演者 田中 宏典(徳島大学病院 消化器内科)
共同演者 谷口 達哉(徳島大学病院 消化器内科), 松本 友里(徳島大学病院 消化器内科), 岡崎 潤(徳島大学病院 消化器内科), 友成 哲(徳島大学病院 消化器内科), 高岡 遠(徳島大学病院 消化器内科), 原田 利枝(徳島大学病院 消化器内科), 佐藤 桃子(徳島大学病院 消化器内科), 三宮 勝隆(徳島大学病院 消化器内科), 原田 武志(徳島大学病院 血液内科), 高山 哲治(徳島大学病院 消化器内科)
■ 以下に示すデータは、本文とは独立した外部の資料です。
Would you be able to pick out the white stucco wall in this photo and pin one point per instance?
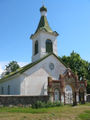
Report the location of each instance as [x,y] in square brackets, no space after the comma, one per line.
[34,81]
[14,84]
[41,38]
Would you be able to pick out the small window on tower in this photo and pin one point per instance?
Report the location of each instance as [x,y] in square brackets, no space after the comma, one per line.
[2,90]
[49,47]
[36,47]
[8,89]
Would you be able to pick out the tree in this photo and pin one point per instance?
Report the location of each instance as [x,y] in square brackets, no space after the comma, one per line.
[11,67]
[77,64]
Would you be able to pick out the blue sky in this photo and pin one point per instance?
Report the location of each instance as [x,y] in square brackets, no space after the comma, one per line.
[19,19]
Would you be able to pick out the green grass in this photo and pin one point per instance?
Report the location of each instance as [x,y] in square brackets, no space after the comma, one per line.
[67,112]
[85,116]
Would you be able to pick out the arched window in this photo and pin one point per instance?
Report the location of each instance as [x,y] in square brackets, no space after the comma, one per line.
[56,95]
[36,47]
[2,90]
[8,89]
[49,46]
[68,94]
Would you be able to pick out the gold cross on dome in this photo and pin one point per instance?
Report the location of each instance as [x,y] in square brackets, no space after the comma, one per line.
[43,1]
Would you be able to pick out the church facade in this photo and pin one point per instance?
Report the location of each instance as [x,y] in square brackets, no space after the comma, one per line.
[46,75]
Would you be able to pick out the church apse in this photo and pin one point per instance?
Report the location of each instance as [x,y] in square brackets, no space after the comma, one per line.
[69,89]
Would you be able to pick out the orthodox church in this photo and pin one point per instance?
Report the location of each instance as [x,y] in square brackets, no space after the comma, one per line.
[47,75]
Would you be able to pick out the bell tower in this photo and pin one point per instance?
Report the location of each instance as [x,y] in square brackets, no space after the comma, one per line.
[44,39]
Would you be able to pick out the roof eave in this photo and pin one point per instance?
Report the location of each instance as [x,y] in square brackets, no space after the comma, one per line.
[35,34]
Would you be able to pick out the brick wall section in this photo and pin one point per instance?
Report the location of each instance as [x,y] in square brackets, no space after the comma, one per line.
[23,100]
[88,98]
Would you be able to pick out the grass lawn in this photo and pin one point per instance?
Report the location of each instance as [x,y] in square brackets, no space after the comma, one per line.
[80,112]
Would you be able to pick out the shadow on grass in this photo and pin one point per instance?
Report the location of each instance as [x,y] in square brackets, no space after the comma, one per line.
[85,115]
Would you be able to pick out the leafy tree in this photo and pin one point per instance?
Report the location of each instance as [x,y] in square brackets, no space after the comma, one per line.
[11,67]
[77,64]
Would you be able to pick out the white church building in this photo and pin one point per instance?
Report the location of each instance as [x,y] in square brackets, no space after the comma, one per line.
[46,75]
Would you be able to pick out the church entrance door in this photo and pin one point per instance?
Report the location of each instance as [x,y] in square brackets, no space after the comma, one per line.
[68,95]
[56,95]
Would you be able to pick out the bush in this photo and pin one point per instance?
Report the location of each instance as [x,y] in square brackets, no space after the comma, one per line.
[40,104]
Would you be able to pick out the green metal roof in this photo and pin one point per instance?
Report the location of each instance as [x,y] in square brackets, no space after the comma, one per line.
[43,8]
[23,69]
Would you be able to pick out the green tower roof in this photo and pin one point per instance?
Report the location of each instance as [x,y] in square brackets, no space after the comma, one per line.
[43,24]
[43,8]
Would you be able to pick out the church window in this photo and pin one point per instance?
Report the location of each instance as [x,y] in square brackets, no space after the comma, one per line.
[2,90]
[36,47]
[49,47]
[8,89]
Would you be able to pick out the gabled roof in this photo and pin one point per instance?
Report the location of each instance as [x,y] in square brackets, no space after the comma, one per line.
[43,24]
[23,69]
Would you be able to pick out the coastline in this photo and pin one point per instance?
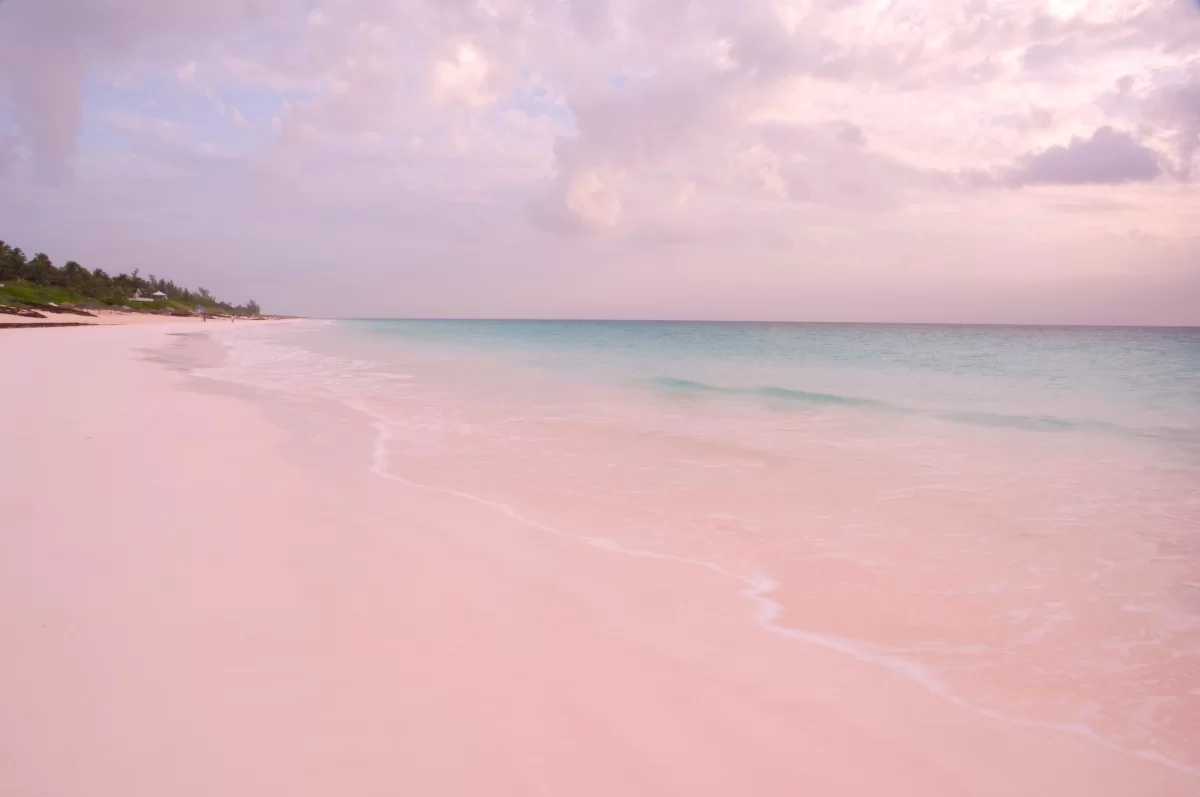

抄録 症例は70歳代男性。アルコール性肝硬変で近医通院中、肝細胞癌(HCC)と診断され、2010年6月精査・加療目的に当科に紹介。肝両葉に大きさ2-3cmのHCCを2個認め肝動脈塞栓術(TAE)およびラジオ波焼灼療法(RFA)を施行した。3年後にHCCが再発し、以後TAE、RFAによる治療を繰り返していた。2012年3月より少量の腹水が出現し、初めは利尿薬投与によりコントロール可能であったが、9月頃より腹水が急速に増加した。腹水穿刺を施行し、細胞診を行ったところ、核肥大、核形不整、明瞭な核小体、クロマチン増量を伴う異型細胞を認めた。免疫染色ではCD56(+)、CD38(+)、CD138(+)、CD30(-)、HHV-8(-)、EBER(-)であった。また、κ λ染色ではλ鎖が強陽性であり、殆どの細胞でKI67染色陽性であった。免疫グロブリンの遺伝子再構成はH鎖JH(-)であったが、L鎖Cλ(+)であった。また、尿中Bence Jones蛋白(λ型)を認めた。PET-CT検査では、腹壁や腸間膜にSUVmax 5.8までの結節状のFDG集積が複数みられたが、他の部位への集積はみられなかった。骨髄検査ではplasma cell 4.4%とやや増加していたが、明らかな形態異常は認めなかった。以上より、腹腔内を主座とする形質細胞性造血器腫瘍と診断した。プレドニゾロン(30mg/日)による治療開始したが効果は得られなかった。そこで、ボルテゾミブ(1.69mg/週)に変更し治療を継続したが、腹水は徐々に増悪し、発症7カ月後に永眠された。形質細胞性造血器腫瘍は、骨や咽頭・扁桃などの軟部組織中に腫瘍を形成することが多く、腹腔内に発生することは極めて稀である。本例は、肝硬変患者において大量腹水を契機に発見された腹腔内形質細胞性造血器腫瘍であり、文献的考察を加えて報告する。